Dengan mengembangkan budaya akademik, penulis menawarkan kembali untuk
membedah teks-teks suci yang cenderung menggiring interpretasi dalam membangun
konstruksi gender yang bias dan penuh dengan ketidakadilan yang harus diterima dan
diperankan oleh perempuan, baik peran produktif, reproduktif, hingga peran
kemasyarakatan.

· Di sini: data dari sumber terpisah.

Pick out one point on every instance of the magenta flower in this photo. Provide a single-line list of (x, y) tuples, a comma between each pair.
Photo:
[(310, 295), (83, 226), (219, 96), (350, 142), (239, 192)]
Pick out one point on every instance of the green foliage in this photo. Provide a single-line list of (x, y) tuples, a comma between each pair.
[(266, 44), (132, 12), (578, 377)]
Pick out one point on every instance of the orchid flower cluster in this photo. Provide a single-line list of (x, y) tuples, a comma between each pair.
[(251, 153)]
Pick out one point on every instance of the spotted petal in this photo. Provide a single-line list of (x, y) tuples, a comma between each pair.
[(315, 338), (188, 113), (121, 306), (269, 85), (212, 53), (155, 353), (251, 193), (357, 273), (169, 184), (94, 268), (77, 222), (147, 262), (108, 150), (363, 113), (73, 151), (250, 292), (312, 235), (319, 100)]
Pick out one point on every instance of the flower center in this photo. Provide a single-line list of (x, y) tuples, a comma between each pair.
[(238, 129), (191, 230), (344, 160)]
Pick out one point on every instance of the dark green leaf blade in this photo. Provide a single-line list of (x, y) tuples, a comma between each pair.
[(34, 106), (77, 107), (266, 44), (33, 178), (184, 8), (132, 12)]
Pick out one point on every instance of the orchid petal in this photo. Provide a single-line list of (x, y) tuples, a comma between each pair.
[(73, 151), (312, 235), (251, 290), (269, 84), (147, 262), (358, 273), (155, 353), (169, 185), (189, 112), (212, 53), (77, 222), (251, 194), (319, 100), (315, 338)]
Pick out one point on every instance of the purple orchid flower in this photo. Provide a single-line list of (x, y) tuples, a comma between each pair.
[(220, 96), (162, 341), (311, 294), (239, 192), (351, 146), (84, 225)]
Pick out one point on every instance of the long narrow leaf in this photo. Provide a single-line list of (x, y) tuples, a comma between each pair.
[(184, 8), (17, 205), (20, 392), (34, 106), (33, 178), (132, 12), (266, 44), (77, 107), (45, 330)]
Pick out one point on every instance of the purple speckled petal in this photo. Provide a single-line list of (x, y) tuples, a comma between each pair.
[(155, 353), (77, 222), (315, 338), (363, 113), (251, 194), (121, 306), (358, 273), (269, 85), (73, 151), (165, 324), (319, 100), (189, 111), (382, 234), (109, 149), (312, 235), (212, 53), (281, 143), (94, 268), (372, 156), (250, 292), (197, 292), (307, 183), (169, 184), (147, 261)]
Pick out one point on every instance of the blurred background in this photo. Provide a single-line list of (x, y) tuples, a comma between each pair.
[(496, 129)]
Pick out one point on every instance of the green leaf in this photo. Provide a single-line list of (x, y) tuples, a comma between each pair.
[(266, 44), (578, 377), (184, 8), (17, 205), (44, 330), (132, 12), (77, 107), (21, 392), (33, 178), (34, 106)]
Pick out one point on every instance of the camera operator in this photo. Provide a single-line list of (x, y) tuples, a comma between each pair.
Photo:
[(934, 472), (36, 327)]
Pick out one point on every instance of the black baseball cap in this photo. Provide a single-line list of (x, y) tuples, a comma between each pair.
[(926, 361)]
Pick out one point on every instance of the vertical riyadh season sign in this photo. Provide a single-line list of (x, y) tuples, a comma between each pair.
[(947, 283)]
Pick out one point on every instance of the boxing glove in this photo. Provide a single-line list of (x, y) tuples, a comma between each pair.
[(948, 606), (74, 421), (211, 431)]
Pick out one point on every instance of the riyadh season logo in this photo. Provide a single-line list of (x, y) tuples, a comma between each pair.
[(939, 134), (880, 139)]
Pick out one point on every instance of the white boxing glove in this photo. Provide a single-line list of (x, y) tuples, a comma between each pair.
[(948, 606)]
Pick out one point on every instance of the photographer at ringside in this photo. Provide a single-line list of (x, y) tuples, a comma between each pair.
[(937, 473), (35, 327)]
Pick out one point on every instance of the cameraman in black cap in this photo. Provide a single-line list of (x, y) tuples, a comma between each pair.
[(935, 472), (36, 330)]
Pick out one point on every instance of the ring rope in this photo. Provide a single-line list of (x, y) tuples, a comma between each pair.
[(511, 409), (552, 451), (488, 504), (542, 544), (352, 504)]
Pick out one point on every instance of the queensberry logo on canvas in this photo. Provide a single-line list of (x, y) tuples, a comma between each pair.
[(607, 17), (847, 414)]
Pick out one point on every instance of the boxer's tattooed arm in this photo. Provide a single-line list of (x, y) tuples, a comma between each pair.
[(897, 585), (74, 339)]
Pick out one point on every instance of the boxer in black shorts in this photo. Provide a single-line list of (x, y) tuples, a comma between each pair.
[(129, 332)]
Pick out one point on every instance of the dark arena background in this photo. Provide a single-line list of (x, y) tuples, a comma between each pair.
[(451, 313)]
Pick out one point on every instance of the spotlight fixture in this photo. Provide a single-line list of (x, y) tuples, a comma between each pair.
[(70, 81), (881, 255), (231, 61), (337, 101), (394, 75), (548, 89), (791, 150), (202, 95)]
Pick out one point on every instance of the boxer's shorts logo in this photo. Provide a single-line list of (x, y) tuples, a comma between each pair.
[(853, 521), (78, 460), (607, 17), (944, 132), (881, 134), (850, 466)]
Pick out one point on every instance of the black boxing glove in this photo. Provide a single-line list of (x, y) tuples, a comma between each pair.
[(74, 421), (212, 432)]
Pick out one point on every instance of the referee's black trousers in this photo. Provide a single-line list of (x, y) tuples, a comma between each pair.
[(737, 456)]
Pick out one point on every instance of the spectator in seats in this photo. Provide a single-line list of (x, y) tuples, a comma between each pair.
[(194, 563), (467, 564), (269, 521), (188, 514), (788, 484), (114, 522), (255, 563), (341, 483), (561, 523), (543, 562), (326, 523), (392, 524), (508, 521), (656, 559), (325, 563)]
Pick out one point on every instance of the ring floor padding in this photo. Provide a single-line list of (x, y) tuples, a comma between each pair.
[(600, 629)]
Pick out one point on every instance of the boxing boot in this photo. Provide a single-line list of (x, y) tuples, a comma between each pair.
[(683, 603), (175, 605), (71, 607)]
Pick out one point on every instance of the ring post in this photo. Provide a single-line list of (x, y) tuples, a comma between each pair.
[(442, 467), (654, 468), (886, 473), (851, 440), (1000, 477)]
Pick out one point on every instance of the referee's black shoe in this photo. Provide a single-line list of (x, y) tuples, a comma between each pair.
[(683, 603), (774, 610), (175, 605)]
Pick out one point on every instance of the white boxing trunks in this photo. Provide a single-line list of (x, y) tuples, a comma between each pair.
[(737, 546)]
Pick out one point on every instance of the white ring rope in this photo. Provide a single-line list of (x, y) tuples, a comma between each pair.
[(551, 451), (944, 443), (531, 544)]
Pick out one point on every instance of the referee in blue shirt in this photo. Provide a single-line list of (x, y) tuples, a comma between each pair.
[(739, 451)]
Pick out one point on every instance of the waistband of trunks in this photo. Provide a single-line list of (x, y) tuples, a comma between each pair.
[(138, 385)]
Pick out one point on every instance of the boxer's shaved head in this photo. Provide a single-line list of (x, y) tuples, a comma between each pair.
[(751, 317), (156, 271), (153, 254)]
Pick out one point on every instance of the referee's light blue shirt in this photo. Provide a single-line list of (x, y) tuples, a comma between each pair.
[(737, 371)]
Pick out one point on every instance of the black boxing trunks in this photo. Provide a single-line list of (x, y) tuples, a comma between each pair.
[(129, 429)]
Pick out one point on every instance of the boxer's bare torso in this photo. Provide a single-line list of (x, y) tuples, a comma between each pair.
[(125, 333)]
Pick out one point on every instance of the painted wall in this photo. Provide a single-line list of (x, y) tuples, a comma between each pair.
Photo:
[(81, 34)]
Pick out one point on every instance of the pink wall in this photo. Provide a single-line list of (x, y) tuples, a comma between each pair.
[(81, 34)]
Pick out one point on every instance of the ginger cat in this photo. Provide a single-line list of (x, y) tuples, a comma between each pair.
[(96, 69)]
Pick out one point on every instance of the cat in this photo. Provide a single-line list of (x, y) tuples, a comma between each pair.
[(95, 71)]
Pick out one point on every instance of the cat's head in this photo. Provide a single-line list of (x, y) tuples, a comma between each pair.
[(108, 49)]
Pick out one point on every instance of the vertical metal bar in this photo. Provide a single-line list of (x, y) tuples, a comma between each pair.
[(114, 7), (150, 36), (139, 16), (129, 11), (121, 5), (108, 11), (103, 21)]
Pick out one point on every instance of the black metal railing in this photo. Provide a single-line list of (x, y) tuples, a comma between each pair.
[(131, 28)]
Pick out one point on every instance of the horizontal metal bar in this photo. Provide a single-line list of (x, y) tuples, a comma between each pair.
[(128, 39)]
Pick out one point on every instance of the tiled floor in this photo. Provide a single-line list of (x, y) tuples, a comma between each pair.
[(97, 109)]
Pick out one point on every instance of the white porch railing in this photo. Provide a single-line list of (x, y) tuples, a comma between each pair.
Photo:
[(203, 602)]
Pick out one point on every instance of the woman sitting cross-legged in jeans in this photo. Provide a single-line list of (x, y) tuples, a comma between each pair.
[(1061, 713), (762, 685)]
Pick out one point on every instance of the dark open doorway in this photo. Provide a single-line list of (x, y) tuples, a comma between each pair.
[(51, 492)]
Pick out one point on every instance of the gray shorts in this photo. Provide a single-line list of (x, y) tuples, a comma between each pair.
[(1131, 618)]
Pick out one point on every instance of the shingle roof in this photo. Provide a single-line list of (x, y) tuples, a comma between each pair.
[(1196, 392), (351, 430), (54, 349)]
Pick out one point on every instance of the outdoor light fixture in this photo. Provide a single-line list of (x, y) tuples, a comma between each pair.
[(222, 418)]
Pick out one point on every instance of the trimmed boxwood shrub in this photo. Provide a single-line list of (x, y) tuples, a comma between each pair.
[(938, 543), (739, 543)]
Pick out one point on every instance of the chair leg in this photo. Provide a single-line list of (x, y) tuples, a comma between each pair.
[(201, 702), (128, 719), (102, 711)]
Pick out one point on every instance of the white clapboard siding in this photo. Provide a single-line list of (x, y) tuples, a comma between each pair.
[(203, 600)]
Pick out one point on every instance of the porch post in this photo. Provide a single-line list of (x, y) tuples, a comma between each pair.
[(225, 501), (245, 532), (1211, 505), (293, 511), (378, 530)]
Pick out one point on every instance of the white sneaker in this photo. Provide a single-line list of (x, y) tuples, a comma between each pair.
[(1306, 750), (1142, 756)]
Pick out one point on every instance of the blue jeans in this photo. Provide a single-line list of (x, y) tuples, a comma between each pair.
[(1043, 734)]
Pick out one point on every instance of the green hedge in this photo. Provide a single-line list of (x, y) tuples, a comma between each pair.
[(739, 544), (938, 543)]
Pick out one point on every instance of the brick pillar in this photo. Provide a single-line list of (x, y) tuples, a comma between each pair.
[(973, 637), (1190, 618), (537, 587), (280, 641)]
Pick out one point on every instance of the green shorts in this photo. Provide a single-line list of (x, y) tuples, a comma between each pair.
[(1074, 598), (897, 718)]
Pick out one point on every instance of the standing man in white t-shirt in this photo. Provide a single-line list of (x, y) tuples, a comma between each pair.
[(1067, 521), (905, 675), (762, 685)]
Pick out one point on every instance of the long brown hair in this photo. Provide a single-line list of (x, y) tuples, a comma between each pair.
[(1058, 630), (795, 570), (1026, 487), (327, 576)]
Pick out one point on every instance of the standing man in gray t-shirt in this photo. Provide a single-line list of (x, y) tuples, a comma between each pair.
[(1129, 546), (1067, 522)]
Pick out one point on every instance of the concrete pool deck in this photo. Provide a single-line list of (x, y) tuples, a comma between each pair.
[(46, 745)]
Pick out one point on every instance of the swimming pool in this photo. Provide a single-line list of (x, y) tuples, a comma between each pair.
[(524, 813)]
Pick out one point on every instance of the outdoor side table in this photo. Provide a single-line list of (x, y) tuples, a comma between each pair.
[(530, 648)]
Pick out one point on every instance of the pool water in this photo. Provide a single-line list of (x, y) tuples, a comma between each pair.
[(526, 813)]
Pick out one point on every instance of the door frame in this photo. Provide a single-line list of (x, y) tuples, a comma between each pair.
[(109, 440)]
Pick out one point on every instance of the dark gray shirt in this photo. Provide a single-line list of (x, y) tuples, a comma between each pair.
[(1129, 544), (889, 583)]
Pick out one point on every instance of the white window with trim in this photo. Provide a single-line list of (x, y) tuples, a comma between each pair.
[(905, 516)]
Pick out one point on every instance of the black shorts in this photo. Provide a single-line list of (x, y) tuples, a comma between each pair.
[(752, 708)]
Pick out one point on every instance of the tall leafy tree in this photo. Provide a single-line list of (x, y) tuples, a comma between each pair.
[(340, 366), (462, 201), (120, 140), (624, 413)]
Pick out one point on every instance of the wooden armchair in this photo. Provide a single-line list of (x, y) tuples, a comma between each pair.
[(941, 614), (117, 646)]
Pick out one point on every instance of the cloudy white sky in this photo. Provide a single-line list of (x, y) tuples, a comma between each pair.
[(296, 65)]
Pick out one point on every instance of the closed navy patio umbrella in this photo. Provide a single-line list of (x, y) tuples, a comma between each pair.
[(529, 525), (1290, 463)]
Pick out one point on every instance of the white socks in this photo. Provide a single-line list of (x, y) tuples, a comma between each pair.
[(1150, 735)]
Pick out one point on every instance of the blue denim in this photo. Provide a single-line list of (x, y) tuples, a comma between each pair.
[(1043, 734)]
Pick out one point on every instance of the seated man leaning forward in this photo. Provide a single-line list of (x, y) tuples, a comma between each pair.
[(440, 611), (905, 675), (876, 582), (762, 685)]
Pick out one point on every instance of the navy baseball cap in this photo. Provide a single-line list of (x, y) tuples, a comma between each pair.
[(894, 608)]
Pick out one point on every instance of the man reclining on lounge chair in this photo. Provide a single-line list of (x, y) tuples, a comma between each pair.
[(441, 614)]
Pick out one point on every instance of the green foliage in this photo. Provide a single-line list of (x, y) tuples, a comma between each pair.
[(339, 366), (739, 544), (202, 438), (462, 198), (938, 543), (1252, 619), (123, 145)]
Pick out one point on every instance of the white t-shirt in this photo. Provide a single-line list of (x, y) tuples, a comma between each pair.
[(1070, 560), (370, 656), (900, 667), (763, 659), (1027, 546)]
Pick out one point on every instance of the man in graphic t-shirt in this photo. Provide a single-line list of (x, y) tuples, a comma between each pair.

Namun, dalam mengimplementasi gagasan dekonstruksi gender ini,
tidak mudah dilakukan, selagi para penafsir teks-teks suci ini masih menyembah yang
namanya berhala kekuasaan patriarkhial.
Hingga kemudian, penulis dalam bukunya yang berjudul “Konstruksi Gender Dalam
Realitas Sosial” ini, mengantarkan kita semua untuk melakukan rekonstruksi gender
dalam masyarakat yang tengah berubah (lihat halaman 109). Yaitu suatu tindakan untuk
menyusun ulang tentang kode-kode budaya yang setara untuk dimiliki para laki-laki dan
perempuan. Dengan demikian, maka akan tercipta suatu struktur sosial budaya yang
berkeadilan dalam membangun tatanan sosial yang mapan.